Stephens does something similar when he focuses on the corrupt idiot asshole privileged  heads of elite institutions (accurate enough)  and uses them to prove his larger points that misguided, hypocritical, often tyrannical liberals suck and only sober conservatives like him see the world as it actually is and are prepared to lead it (debatable, like all political positions).  

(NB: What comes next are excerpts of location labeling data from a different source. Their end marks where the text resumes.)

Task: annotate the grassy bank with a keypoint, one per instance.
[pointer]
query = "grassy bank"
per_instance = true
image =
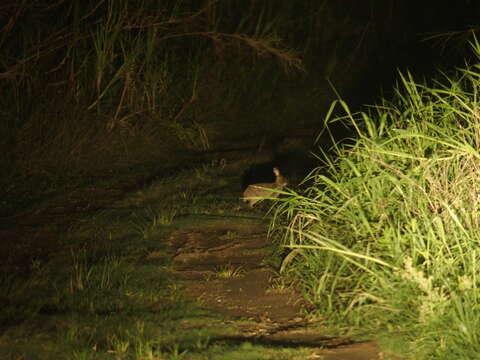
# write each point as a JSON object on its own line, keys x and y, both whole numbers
{"x": 385, "y": 236}
{"x": 107, "y": 290}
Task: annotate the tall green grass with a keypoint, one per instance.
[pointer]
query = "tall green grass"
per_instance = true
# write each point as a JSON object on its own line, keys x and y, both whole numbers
{"x": 386, "y": 234}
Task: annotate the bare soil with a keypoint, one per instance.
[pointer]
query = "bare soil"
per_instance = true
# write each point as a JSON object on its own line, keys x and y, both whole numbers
{"x": 275, "y": 315}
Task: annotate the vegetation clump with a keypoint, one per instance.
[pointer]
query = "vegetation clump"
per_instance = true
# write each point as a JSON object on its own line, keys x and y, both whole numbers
{"x": 386, "y": 234}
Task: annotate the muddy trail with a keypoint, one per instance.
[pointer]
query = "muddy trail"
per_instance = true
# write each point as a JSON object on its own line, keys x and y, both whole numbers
{"x": 224, "y": 267}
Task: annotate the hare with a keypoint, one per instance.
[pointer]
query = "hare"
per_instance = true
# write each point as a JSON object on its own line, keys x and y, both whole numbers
{"x": 257, "y": 192}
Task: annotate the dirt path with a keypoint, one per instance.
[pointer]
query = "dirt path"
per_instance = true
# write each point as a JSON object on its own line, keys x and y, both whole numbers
{"x": 223, "y": 266}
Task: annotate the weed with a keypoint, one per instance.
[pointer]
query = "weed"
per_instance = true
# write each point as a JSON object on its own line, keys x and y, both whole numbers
{"x": 386, "y": 234}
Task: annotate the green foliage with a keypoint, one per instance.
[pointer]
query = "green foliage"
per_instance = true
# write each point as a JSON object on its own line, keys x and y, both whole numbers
{"x": 386, "y": 234}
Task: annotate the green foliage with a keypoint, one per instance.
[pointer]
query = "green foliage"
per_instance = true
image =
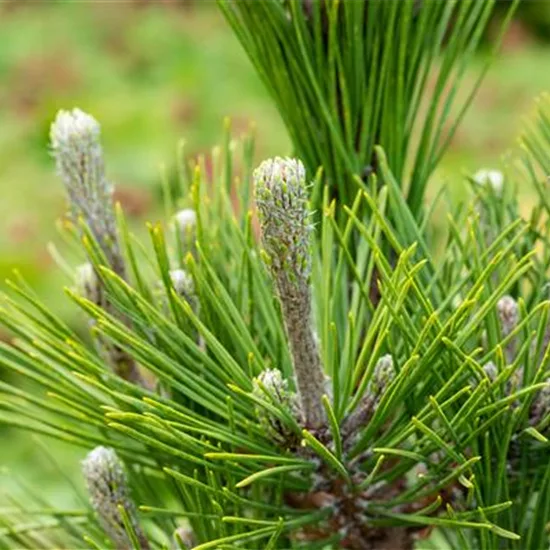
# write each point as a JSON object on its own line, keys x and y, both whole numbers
{"x": 436, "y": 406}
{"x": 347, "y": 76}
{"x": 446, "y": 445}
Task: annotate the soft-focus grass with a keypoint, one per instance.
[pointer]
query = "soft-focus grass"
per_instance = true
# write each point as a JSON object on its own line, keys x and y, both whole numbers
{"x": 154, "y": 74}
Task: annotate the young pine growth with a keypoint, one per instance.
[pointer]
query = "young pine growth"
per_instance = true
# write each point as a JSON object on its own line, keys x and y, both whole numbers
{"x": 76, "y": 146}
{"x": 272, "y": 382}
{"x": 282, "y": 200}
{"x": 110, "y": 498}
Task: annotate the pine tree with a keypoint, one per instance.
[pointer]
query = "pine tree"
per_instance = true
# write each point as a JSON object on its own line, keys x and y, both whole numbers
{"x": 240, "y": 386}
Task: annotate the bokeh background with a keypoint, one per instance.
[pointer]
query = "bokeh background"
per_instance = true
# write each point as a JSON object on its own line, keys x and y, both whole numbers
{"x": 156, "y": 72}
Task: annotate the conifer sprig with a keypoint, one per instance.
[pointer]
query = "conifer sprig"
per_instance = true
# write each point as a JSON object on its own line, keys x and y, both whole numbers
{"x": 407, "y": 444}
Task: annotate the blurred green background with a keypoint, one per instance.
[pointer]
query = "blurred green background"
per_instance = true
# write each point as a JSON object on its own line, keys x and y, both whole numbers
{"x": 153, "y": 73}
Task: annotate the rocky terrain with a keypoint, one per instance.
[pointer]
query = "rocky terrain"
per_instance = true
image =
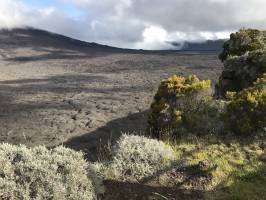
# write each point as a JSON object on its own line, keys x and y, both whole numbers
{"x": 58, "y": 90}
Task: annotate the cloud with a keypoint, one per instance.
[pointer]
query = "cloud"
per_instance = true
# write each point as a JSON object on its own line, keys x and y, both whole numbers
{"x": 146, "y": 24}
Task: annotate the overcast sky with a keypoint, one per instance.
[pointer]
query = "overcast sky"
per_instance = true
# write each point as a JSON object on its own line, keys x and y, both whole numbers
{"x": 146, "y": 24}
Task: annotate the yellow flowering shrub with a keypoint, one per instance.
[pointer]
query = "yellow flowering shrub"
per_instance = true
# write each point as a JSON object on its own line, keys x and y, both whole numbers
{"x": 176, "y": 96}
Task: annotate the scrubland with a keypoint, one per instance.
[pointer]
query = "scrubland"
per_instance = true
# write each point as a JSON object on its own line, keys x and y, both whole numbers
{"x": 200, "y": 141}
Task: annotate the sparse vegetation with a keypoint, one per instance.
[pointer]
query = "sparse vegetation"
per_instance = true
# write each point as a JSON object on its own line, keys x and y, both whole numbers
{"x": 241, "y": 42}
{"x": 246, "y": 111}
{"x": 214, "y": 146}
{"x": 136, "y": 157}
{"x": 39, "y": 173}
{"x": 175, "y": 103}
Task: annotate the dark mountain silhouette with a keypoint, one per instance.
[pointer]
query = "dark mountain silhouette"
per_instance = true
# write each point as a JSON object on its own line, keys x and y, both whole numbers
{"x": 36, "y": 38}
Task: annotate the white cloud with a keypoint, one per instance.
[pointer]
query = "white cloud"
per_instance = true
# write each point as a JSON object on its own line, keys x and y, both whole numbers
{"x": 147, "y": 24}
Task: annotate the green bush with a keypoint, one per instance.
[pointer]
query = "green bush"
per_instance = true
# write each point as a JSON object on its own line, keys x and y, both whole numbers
{"x": 243, "y": 41}
{"x": 246, "y": 113}
{"x": 39, "y": 173}
{"x": 177, "y": 97}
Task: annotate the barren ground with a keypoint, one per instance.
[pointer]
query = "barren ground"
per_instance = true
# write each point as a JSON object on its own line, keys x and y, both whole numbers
{"x": 52, "y": 96}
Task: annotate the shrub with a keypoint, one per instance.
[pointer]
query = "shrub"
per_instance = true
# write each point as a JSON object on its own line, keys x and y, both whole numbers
{"x": 176, "y": 97}
{"x": 39, "y": 173}
{"x": 246, "y": 113}
{"x": 243, "y": 41}
{"x": 136, "y": 157}
{"x": 244, "y": 58}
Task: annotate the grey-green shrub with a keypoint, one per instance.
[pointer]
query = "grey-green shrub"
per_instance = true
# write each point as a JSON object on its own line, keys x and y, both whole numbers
{"x": 38, "y": 173}
{"x": 136, "y": 157}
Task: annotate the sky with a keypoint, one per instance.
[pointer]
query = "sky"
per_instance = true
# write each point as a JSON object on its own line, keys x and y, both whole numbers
{"x": 138, "y": 24}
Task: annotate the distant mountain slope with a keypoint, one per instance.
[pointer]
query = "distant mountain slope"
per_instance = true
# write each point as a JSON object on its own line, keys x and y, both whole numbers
{"x": 30, "y": 37}
{"x": 209, "y": 45}
{"x": 38, "y": 39}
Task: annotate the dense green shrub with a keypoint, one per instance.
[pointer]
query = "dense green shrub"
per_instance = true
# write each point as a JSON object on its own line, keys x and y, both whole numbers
{"x": 136, "y": 157}
{"x": 177, "y": 97}
{"x": 39, "y": 173}
{"x": 243, "y": 41}
{"x": 246, "y": 113}
{"x": 244, "y": 58}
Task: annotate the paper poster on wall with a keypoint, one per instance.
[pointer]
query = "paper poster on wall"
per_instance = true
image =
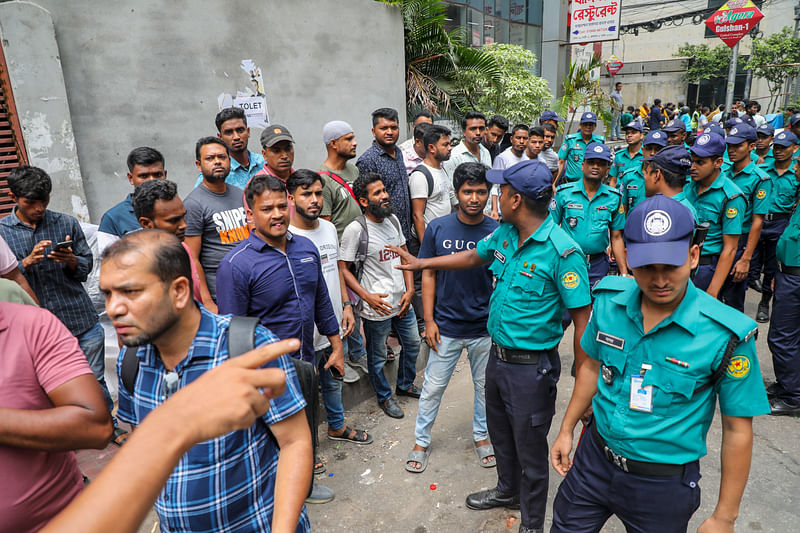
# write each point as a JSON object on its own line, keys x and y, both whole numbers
{"x": 255, "y": 109}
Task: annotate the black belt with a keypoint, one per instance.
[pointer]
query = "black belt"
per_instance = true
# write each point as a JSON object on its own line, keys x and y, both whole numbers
{"x": 786, "y": 269}
{"x": 708, "y": 259}
{"x": 635, "y": 467}
{"x": 520, "y": 357}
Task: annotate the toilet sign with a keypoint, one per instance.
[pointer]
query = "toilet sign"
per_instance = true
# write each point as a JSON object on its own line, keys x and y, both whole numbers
{"x": 733, "y": 20}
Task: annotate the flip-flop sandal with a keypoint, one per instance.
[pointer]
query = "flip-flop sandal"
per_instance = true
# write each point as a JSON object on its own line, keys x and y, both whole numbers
{"x": 359, "y": 436}
{"x": 119, "y": 437}
{"x": 418, "y": 456}
{"x": 484, "y": 452}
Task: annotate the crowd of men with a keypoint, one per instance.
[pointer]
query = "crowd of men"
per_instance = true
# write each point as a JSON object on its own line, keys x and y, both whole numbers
{"x": 493, "y": 245}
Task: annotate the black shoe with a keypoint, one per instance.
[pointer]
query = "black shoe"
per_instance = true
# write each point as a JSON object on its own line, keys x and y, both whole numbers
{"x": 413, "y": 392}
{"x": 783, "y": 408}
{"x": 391, "y": 408}
{"x": 773, "y": 390}
{"x": 491, "y": 498}
{"x": 763, "y": 313}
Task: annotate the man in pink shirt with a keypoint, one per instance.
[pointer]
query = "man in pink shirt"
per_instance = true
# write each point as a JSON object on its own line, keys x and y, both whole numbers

The worst one in this category, for my money, is fucking David Brooks, who also writes for the New York Times.  I avoid his stuff the last few years, too aggravating to read that know-it-all’s confident conclusions about his opinions.   The insidious thing about Brooks is that he can make very reasonable points while he hides his ideological agenda most of the time but then sometimes it just pops out in a grotesque, tell-tale aside, like nonchalantly dropping in a gutter formulation of what’s wrong with poor people in terms of their moral character.

Anyway, it’s occasionally interesting to read some of this stuff, but I don’t put any more stock in the opinions of these folks that I do in my own reading, thinking and talking to people whose opinions I respect. Political commentators are in the business of simplifying things, convincing readers of their astuteness and expertise, and making difficult, complicated, scary things seem to make sense, but the version of reality they give you is always missing essential ingredients that you need to have a nuanced, really intelligent conversation about the subject.That’s just one reason I resent these fucking pantloads.